Collect the past and invest for your future. Invest for history, invest for your own knowledge, invest for keeping stories and items from the past for future generations to appreciate and invest for pleasure.
We live in times that are changing. We live in times of materialism and we live in times of worldwide greed. Thank heavens we live in Australia where some reality still exists. Wonderful people are volunteering to help their fellows. I was reading recently practitioners believe that if you want to lift yourself up, you do so by lifting someone else.

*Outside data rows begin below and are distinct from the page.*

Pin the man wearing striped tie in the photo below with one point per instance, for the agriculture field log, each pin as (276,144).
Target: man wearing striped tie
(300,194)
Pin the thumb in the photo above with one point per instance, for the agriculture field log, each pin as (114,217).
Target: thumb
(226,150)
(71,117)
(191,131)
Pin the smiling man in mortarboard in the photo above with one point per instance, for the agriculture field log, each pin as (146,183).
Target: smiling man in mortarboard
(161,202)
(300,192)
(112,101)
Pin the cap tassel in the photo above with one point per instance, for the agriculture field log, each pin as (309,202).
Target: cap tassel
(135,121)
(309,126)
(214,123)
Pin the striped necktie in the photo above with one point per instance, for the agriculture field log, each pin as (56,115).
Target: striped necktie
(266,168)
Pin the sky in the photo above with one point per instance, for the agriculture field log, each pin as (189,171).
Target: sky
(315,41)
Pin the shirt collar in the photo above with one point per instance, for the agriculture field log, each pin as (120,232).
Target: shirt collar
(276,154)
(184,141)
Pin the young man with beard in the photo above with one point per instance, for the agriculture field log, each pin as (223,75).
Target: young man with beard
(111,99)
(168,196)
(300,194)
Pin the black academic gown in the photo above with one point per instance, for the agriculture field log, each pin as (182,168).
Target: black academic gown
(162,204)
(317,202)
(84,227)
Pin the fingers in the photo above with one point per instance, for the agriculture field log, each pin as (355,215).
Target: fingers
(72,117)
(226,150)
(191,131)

It is great to see Australians helping each other!
Well, not much to report on upcoming events. Restrictions seem to be slowly lifting and hopefully fairs, markets, auctions and general collecting life will come back to normality.
I had a phone call recently from a gentleman from Kendall who wanted an idea of the value of many of the items in his beautiful, original old 1900s cottage. It was a wonderful experience to see such an iconic cottage with many wonderful features. One of my lasting memories will be an original photograph of the cottage with a bullock team of twenty – two beasts harnessed and completing a days work by pulling an enormous log with the original cottage in the background. I estimate the photograph would have been taken around the 1900s. What a privilege to see and discuss this unique part of our local history.
For many Australians, our perceptions of the first world war and the foreign lands on which that war was fought have been shaped by our family’s war mementos: medals, uniforms, cigar cases, and other souvenirs brought home by our ancestors and brought out on family occasions to be viewed by the children. The war was “over there”, and it was through the trinkets they brought home that a younger generation could better understand the sacrifices of their forebears.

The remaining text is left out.